A CONTACT FORM:
There's no question the link is the easiest initially-- a simple click; but, all things considered, I whole-heartedly agree that a contact form is the way to go for most purposes, for the reasons I listed above, and more.
Well, since Tom challenged me, ;) Here are a few copy-and-paste contact widgets that you can have up and tested in a minute or so.
Some Customizable Flash Contact/MailTo Widgets:
http://www.widgetbox.com/widget/contactify-widget-beta A customizable contact form. The style is highly customizable.
http://www.widgetbox.com/widget/contact-emailer-version3-rajwidgetbox Use this gadget in your web site's contact page. Avoid spams by not providing your email address in your site or blog. This gadget is highly customizable. This uses image verification code feature. Multiple languages are supported. Version 3. 3300 downloads
http://www.widgetbox.com/widget/ultimate-antispam-email-link Now, if you really do not want a form, but do want an email link that spam bots cannot pick up, here's the widge for you. In the custom area, you define your parties and mailto addresses. It's a simple flash button, so the user doesn't see it until it opens their mail client.
The most reliable way would be to send the email with the help of some server side processing.
You can also do it using an HTML form with the help of the action attribute:
<form action="mailto:user@example.com">
...
</form>
But this method may not be reliable for all browsers.
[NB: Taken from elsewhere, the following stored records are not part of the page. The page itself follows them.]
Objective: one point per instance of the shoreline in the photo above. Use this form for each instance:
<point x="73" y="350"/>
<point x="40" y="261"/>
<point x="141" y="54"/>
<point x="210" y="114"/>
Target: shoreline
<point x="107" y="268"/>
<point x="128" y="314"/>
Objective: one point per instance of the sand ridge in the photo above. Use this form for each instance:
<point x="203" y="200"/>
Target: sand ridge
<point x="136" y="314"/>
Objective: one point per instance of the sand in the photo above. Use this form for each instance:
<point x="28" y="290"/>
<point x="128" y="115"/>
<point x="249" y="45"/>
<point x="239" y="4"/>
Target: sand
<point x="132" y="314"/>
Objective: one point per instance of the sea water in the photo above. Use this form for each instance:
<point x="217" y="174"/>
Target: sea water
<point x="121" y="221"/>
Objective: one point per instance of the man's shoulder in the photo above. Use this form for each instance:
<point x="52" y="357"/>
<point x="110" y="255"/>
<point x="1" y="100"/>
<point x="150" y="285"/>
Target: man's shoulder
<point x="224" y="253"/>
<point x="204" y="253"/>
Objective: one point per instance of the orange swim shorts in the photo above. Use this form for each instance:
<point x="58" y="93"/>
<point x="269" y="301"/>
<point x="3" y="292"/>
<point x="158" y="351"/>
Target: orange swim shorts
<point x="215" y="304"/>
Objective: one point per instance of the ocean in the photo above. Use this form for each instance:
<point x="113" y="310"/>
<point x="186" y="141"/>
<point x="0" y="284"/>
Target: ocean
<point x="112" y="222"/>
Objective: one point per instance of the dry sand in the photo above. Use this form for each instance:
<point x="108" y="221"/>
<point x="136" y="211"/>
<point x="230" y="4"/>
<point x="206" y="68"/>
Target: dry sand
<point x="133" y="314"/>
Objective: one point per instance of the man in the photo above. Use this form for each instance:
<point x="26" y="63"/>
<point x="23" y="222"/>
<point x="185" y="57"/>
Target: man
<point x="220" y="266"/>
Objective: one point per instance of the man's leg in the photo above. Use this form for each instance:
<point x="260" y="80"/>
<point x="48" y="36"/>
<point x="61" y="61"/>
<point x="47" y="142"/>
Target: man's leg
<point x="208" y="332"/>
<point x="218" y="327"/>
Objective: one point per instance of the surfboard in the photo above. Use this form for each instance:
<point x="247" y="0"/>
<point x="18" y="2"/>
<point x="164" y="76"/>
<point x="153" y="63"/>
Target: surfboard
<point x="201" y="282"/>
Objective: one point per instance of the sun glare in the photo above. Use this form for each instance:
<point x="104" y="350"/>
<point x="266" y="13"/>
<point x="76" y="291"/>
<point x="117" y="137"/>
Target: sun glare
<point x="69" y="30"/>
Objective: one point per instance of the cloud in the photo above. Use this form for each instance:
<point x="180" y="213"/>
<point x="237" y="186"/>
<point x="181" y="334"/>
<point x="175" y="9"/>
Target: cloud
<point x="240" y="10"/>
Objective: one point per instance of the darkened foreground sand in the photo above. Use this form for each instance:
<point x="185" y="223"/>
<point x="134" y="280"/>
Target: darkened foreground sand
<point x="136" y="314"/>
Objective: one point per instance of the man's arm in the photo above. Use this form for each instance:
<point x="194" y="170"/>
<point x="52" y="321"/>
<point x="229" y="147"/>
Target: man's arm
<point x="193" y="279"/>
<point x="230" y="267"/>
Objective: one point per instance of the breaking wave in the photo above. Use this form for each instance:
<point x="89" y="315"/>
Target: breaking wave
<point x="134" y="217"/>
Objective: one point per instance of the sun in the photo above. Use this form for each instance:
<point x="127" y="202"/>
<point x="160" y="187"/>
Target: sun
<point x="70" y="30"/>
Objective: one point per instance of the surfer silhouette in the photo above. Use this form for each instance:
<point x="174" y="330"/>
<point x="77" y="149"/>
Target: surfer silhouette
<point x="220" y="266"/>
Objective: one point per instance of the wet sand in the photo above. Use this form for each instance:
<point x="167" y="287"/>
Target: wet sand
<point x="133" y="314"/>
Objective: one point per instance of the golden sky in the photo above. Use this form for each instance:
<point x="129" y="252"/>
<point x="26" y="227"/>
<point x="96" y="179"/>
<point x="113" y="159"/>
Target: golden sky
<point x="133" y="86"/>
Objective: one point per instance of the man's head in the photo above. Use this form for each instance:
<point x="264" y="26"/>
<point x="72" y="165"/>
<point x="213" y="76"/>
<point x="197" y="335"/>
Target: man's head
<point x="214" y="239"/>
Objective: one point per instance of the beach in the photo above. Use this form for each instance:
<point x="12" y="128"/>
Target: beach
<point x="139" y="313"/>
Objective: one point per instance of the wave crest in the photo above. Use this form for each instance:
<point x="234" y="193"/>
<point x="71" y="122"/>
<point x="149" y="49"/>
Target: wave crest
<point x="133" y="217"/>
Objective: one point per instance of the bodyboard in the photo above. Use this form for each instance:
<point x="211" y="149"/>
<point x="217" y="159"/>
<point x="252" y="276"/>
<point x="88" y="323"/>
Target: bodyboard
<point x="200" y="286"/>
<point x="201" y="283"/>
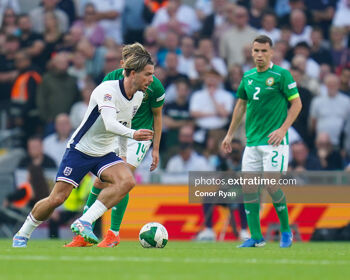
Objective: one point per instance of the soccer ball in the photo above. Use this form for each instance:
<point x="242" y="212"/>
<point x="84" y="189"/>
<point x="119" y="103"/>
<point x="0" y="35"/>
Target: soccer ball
<point x="153" y="235"/>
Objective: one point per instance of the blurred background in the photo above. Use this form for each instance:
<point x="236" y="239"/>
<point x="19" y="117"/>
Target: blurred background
<point x="53" y="53"/>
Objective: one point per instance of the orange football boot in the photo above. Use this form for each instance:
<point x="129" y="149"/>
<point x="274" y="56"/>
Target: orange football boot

You can provide a multiline text box for comments and a submit button, POST the text to your server, and then mail it to yourself on the server. That spares your users a trip to their mail clients, at the cost of depriving you of a reasonably-likely-valid reply-to address.
You could even use AJAX and spare them a screen refresh.
The way you describe is the easiest way in my opinion.
If you want the email typed up there in the page like a form, you might want to create an email/suggestion form or alternative.
Google Docs supplies creating webforms that can be easily embedded in websites. It collects all data in an on-line spreadsheet which you can download at anytime in various formats. You can even set e-mail notification if a visitor filled out your contact form.
I would create a form that users can provide feedback in, and then have your server write this into a database. Writing to a DB is likely going to make it more efficient for you to wade through feedback. Having users fill a form instead of sending you free-form email also help you enforce some kind of structure on the feedback or the metadata associated with the feedback (bug/feature request/comments, etc).